Implementing Semiclassical Szegedy Walks in Classical-Quantum Circuits for Homomorphic Encryption

TL;DR

This paper advances quantum homomorphic encryption by implementing semiclassical Szegedy walks in classical-quantum circuits, reducing key complexity and enabling efficient secure quantum data processing in cloud environments.

Contribution

It introduces a novel approach to quantum homomorphic encryption using semiclassical Szegedy walks, eliminating exponential key preparation and demonstrating practical implementation with simulations.

Findings

Efficient real-time key computation reduces complexity

Successful simulation of QHE for standard and semiclassical walks

Introduction of CQC-QHE library for circuit construction

Abstract

As cloud services continue to expand, the security of private data stored and processed in these environments has become paramount. This work delves into quantum homomorphic encryption (QHE), an emerging technology that facilitates secure computation on encrypted quantum data without revealing the underlying information. We reinterpret QHE schemes through classical-quantum circuits, enhancing efficiency and addressing previous limitations related to key computations. Our approach eliminates the need for exponential key preparation by calculating keys in real-time during simulation, leading to a linear complexity in classically controlled gates. We also investigate the $T/T^{\dagger}$-gate complexity associated with various quantum walks, particularly Szegedy quantum and semiclassical algorithms, demonstrating efficient homomorphic implementations across different graph structures.
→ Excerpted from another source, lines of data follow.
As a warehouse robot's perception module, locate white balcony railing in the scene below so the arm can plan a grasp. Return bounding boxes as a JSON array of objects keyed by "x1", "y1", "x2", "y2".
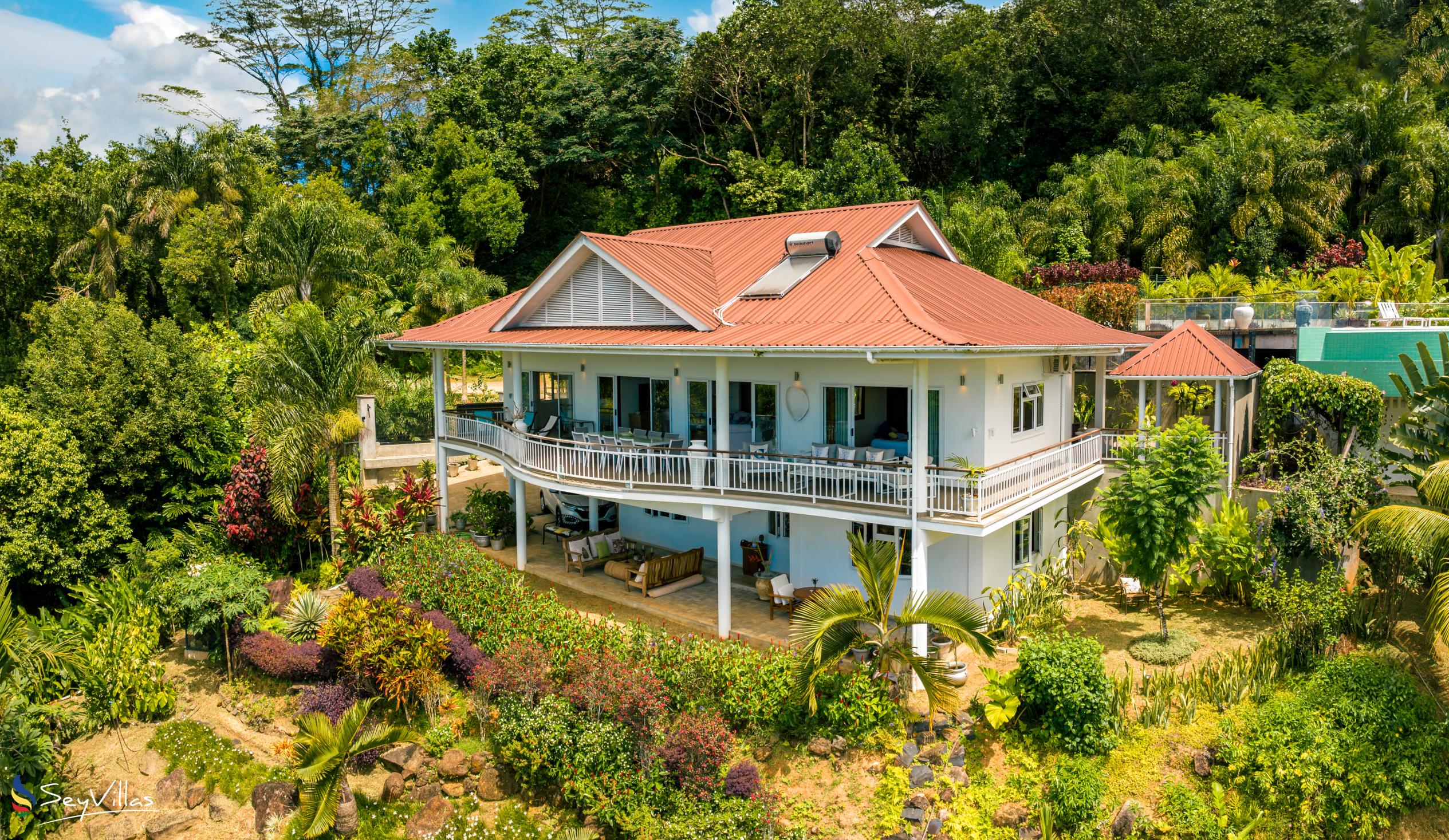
[{"x1": 445, "y1": 414, "x2": 1105, "y2": 518}]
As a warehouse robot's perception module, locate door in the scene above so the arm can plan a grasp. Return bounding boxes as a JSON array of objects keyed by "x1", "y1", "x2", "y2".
[
  {"x1": 598, "y1": 377, "x2": 619, "y2": 435},
  {"x1": 825, "y1": 385, "x2": 855, "y2": 446}
]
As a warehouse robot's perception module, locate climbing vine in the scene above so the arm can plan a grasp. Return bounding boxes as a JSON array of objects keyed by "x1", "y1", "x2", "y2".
[{"x1": 1258, "y1": 359, "x2": 1384, "y2": 449}]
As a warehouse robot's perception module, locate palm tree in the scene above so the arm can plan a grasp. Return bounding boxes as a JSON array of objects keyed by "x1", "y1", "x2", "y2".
[
  {"x1": 1353, "y1": 459, "x2": 1449, "y2": 645},
  {"x1": 791, "y1": 533, "x2": 995, "y2": 714},
  {"x1": 296, "y1": 697, "x2": 415, "y2": 837},
  {"x1": 239, "y1": 298, "x2": 387, "y2": 539}
]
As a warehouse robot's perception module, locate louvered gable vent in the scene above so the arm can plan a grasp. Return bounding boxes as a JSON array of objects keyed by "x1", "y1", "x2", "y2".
[{"x1": 523, "y1": 257, "x2": 687, "y2": 328}]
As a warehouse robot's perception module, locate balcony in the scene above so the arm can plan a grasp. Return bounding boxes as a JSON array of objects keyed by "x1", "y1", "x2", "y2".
[{"x1": 443, "y1": 414, "x2": 1153, "y2": 524}]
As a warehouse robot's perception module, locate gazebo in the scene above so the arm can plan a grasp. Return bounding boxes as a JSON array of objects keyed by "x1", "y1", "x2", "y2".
[{"x1": 1108, "y1": 322, "x2": 1262, "y2": 487}]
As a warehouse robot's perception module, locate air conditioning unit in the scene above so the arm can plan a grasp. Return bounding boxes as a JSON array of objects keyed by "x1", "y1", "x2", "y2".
[{"x1": 1042, "y1": 356, "x2": 1072, "y2": 374}]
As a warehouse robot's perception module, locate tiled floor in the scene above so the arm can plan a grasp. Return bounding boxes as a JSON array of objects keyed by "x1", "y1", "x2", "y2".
[{"x1": 435, "y1": 462, "x2": 790, "y2": 645}]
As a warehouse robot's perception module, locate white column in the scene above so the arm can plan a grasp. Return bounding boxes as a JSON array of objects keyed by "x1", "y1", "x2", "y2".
[
  {"x1": 513, "y1": 475, "x2": 529, "y2": 572},
  {"x1": 910, "y1": 359, "x2": 930, "y2": 656},
  {"x1": 433, "y1": 350, "x2": 448, "y2": 531},
  {"x1": 714, "y1": 356, "x2": 729, "y2": 490},
  {"x1": 1091, "y1": 356, "x2": 1107, "y2": 429},
  {"x1": 1227, "y1": 380, "x2": 1238, "y2": 492},
  {"x1": 714, "y1": 507, "x2": 735, "y2": 638}
]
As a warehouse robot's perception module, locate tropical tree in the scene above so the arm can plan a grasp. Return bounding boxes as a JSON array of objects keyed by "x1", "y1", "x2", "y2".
[
  {"x1": 1101, "y1": 417, "x2": 1224, "y2": 641},
  {"x1": 293, "y1": 697, "x2": 415, "y2": 837},
  {"x1": 1353, "y1": 459, "x2": 1449, "y2": 643},
  {"x1": 238, "y1": 297, "x2": 387, "y2": 539},
  {"x1": 791, "y1": 533, "x2": 995, "y2": 714}
]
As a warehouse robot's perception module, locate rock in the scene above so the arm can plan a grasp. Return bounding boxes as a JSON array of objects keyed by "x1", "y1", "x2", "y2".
[
  {"x1": 151, "y1": 768, "x2": 187, "y2": 810},
  {"x1": 896, "y1": 742, "x2": 920, "y2": 768},
  {"x1": 1112, "y1": 799, "x2": 1142, "y2": 837},
  {"x1": 378, "y1": 774, "x2": 407, "y2": 802},
  {"x1": 910, "y1": 764, "x2": 936, "y2": 788},
  {"x1": 378, "y1": 744, "x2": 423, "y2": 776},
  {"x1": 991, "y1": 802, "x2": 1031, "y2": 829},
  {"x1": 101, "y1": 817, "x2": 142, "y2": 840},
  {"x1": 475, "y1": 768, "x2": 517, "y2": 802},
  {"x1": 147, "y1": 811, "x2": 199, "y2": 840},
  {"x1": 206, "y1": 794, "x2": 236, "y2": 820},
  {"x1": 403, "y1": 796, "x2": 454, "y2": 840},
  {"x1": 252, "y1": 782, "x2": 297, "y2": 834},
  {"x1": 137, "y1": 750, "x2": 167, "y2": 776},
  {"x1": 438, "y1": 750, "x2": 468, "y2": 779}
]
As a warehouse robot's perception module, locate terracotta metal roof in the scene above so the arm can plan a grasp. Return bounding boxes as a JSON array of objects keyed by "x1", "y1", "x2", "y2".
[
  {"x1": 396, "y1": 202, "x2": 1148, "y2": 349},
  {"x1": 1112, "y1": 322, "x2": 1259, "y2": 380}
]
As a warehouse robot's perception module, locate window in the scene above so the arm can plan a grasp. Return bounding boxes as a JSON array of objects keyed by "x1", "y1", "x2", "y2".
[
  {"x1": 1011, "y1": 382, "x2": 1042, "y2": 432},
  {"x1": 1011, "y1": 508, "x2": 1042, "y2": 566}
]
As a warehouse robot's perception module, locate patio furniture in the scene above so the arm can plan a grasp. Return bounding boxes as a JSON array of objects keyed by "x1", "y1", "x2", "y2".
[
  {"x1": 624, "y1": 547, "x2": 704, "y2": 596},
  {"x1": 769, "y1": 575, "x2": 796, "y2": 621},
  {"x1": 1117, "y1": 575, "x2": 1149, "y2": 608}
]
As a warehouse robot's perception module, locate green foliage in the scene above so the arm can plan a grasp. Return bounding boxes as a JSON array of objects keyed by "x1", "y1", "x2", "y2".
[
  {"x1": 1258, "y1": 359, "x2": 1384, "y2": 449},
  {"x1": 1016, "y1": 633, "x2": 1113, "y2": 753},
  {"x1": 1223, "y1": 653, "x2": 1449, "y2": 838},
  {"x1": 1127, "y1": 630, "x2": 1201, "y2": 665},
  {"x1": 1045, "y1": 756, "x2": 1107, "y2": 831},
  {"x1": 0, "y1": 403, "x2": 131, "y2": 592}
]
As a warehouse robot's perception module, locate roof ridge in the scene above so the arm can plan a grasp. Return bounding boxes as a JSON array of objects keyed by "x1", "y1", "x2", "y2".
[
  {"x1": 623, "y1": 199, "x2": 920, "y2": 239},
  {"x1": 584, "y1": 227, "x2": 714, "y2": 254}
]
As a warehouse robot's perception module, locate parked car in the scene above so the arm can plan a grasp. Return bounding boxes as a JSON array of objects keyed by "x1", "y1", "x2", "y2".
[{"x1": 539, "y1": 490, "x2": 619, "y2": 530}]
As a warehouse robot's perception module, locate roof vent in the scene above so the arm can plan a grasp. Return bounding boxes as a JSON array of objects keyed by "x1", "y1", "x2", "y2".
[{"x1": 739, "y1": 230, "x2": 840, "y2": 298}]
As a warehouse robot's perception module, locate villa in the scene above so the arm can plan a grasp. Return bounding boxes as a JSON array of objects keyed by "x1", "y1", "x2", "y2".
[{"x1": 388, "y1": 202, "x2": 1234, "y2": 636}]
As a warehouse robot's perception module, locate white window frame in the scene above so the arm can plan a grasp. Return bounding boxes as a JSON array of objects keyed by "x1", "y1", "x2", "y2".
[
  {"x1": 1011, "y1": 508, "x2": 1042, "y2": 569},
  {"x1": 1011, "y1": 380, "x2": 1046, "y2": 436}
]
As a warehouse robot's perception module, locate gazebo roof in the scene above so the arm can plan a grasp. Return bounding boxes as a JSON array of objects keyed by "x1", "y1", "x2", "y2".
[{"x1": 1108, "y1": 322, "x2": 1259, "y2": 380}]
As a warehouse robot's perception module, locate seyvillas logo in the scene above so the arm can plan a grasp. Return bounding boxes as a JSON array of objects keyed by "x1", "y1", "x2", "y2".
[{"x1": 10, "y1": 775, "x2": 35, "y2": 814}]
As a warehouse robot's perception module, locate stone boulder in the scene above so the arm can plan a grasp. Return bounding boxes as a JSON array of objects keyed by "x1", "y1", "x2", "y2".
[
  {"x1": 147, "y1": 811, "x2": 200, "y2": 840},
  {"x1": 403, "y1": 796, "x2": 454, "y2": 840},
  {"x1": 252, "y1": 782, "x2": 297, "y2": 834},
  {"x1": 151, "y1": 768, "x2": 190, "y2": 810},
  {"x1": 991, "y1": 802, "x2": 1031, "y2": 829}
]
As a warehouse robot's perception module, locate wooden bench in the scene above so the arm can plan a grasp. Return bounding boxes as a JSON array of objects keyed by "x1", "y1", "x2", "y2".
[{"x1": 624, "y1": 547, "x2": 704, "y2": 596}]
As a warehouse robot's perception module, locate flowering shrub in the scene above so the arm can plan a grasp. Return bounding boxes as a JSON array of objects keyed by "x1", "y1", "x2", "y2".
[
  {"x1": 659, "y1": 711, "x2": 735, "y2": 796},
  {"x1": 239, "y1": 630, "x2": 337, "y2": 681},
  {"x1": 317, "y1": 594, "x2": 448, "y2": 707},
  {"x1": 380, "y1": 536, "x2": 894, "y2": 737},
  {"x1": 1023, "y1": 259, "x2": 1142, "y2": 288},
  {"x1": 724, "y1": 762, "x2": 759, "y2": 799},
  {"x1": 216, "y1": 440, "x2": 285, "y2": 552}
]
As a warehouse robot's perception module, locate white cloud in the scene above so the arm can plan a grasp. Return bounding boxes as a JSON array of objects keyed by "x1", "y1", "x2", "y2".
[
  {"x1": 686, "y1": 0, "x2": 735, "y2": 32},
  {"x1": 0, "y1": 0, "x2": 262, "y2": 155}
]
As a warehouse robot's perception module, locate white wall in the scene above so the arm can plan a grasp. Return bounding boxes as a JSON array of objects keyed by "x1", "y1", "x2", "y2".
[{"x1": 504, "y1": 348, "x2": 1071, "y2": 466}]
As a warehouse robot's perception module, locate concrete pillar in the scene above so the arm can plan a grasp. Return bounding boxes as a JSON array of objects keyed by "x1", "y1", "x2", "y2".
[
  {"x1": 714, "y1": 356, "x2": 729, "y2": 488},
  {"x1": 513, "y1": 475, "x2": 529, "y2": 572},
  {"x1": 1091, "y1": 356, "x2": 1107, "y2": 429},
  {"x1": 714, "y1": 507, "x2": 733, "y2": 638}
]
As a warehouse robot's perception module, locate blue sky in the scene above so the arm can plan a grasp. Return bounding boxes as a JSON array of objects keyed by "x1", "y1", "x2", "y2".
[{"x1": 0, "y1": 0, "x2": 733, "y2": 156}]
Our simulations, conducted in Qiskit, validate the effectiveness of QHE for both standard and semiclassical walks. The rules for the homomorphic evaluation of the reset and intermediate measurement operations have also been included to perform the QHE of semiclassical walks. Additionally, we introduce the CQC-QHE library, a comprehensive tool that simplifies the construction and simulation of classical-quantum circuits tailored for quantum homomorphic encryption. Future work will focus on optimizing classical functions within this framework and exploring broader graph types to enhance QHE applications in practical scenarios.